I think the main problem is, at least in the UK, some and several both mean a small amount and are colloquially used more or less interchangeably depending on context.
From what I gather this isn't the case in swedish (?), but so far I've not found any good explanation as to WHY one would be used over the other. As in what distinction is used to discern when to use flera, and when to use några? Is there even any distinction in the first place? Is it just colloquial?
All I've seen is people asking why "some" isn't accepted, and others replying to the effect of "because it's wrong" with no explanation as to why. It's a tad frustrating.
I don't think I can cover all of this, but here's a start.
- flera means 'at least 2 (and preferably a few more than that)'. – Best translation: several
- några means 'a small amount or number of'. – Best translation: some or a few
- många means 'a large number of'. – Best translation: many
(Swedish definitions from the dictionary that is best at definitions, Svensk ordbok).
If we just look at the definitions Google gives us
- several = 'more than two but not many'
- a few = 'a small number of' (not defined by Google, so definition from Wiktionary instead)
- some = 'an unspecified amount or number of'
- many = 'a large number of'
I guess the reason we don't like some brothers here is that the number of brothers cannot be unspecified, it can only be unknown, which is not the same thing. Other cases of some may need to be discussed separately.
Typically, you use flera when you are making the point that you do not have just one or two. You have several. It is just short of saying många.
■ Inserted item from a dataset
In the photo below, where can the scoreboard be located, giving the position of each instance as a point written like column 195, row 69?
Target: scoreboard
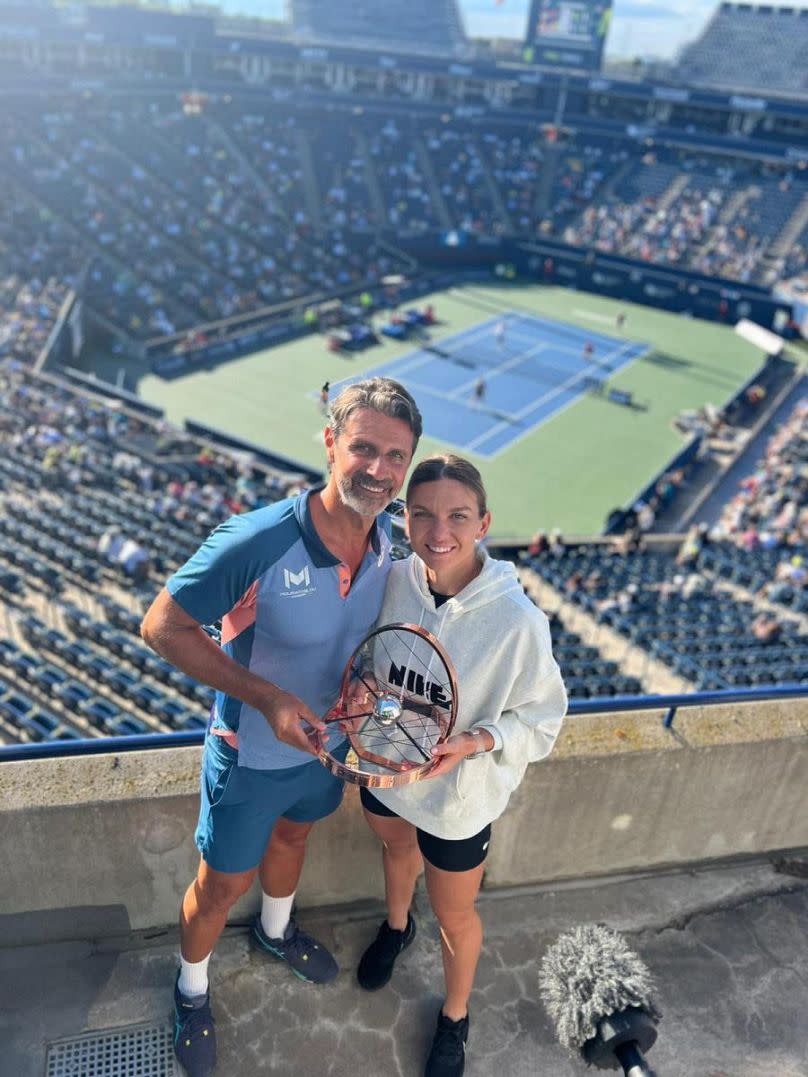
column 567, row 33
So, flera bröder might be 3 or 4. Många bröder might be 6 or 8. Några bröder might be 3. Depends a bit on the context, intent, and emphasis of the statement. Also, flera can mean "more", as in a larger number, usually when used with än. Example "flera än" = "more than".
Perhaps, but as a native Swedish speaker I would say "Jag har flera bröder." and "Jag har fler bröder." give me two different impressions. "Jag har flera bröder." makes me think of someone having several brothers, without necessarily comparing themselves to someone else, whereas "Jag har fler bröder." makes me think the person is saying they have more brothers than another person. While "flera" can be used to mean "more (than)", I would say that use is mostly colloquial.
No, bröder does mean 'brothers'.
Plural of bröd as in 'bread' is also bröd (because bröd is an ett word). This word is rarely used, we normally speak about bröd as a mass noun.